Sentinel is different. When developing, you only need to consider whether this method/code needs to be protected, and what to use to protect it. It can be modified dynamically and in real time at any time.
Starting from version 0.1.1, Sentinel also supports annotation-based resource definition. You can specify exception handling functions and fallback functions through annotation parameters. Sentinel provides a variety of rules configuration methods. In addition to registering rules in the memory state directly through the loadRules API, users can also register various external data sources to provide dynamic rules. Users can dynamically change the rule configuration according to the current real-time situation of the system, and the data source will push the changes to Sentinel and take effect immediately.
2. Comparison of isolation design
Isolation is one of the core features of Hystrix. Hystrix provides two isolation strategies: thread pool isolation (Bulkhead Pattern) and semaphore isolation, of which the most recommended and most commonly used is thread pool isolation. Hystrix's thread pool isolation creates different thread pools for different resources, and different service calls occur in different thread pools, which can fail quickly in blocking situations such as thread pool queuing and timeout, and can provide a fallback mechanism. The advantage of thread pool isolation is that the isolation is relatively high, and it can be processed for the thread pool of a resource without affecting other resources, but the cost is that the overhead of thread context switching is relatively large, especially for low-latency calls. Impact.
However, in practice, thread pool isolation does not bring many benefits. The most direct impact is to fragment machine resources. Consider such a common scenario, using Hystrix in a servlet container such as Tomcat, the number of threads in Tomcat itself is very large (maybe dozens or hundreds). If you add the thread pool created by Hystrix for each resource, The total number of threads will be very large (hundreds of threads), so context switching will be very expensive. In addition, the thorough isolation of the thread pool mode allows Hystrix to handle the queuing and timeout situations of different resource thread pools separately, but this is actually a problem to be solved by timeout fuse and flow control. If the component has timeout fuse and flow control ability, thread pool isolation is not so necessary.

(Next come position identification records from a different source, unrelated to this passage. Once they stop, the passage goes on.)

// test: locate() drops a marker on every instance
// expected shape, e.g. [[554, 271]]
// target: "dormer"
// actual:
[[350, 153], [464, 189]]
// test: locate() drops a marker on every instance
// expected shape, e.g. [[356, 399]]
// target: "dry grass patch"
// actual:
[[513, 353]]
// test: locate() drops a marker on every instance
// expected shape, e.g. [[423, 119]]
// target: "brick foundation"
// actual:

Hystrix's semaphore isolation limits the number of concurrent calls to a resource. This kind of isolation is very lightweight. It only limits the number of concurrent calls to a certain resource, instead of explicitly creating a thread pool, so the overhead is relatively small, but the effect is good. But the disadvantage is that the slow call cannot be automatically degraded, and it can only wait for the client to time out itself, so there may still be cascading blocking.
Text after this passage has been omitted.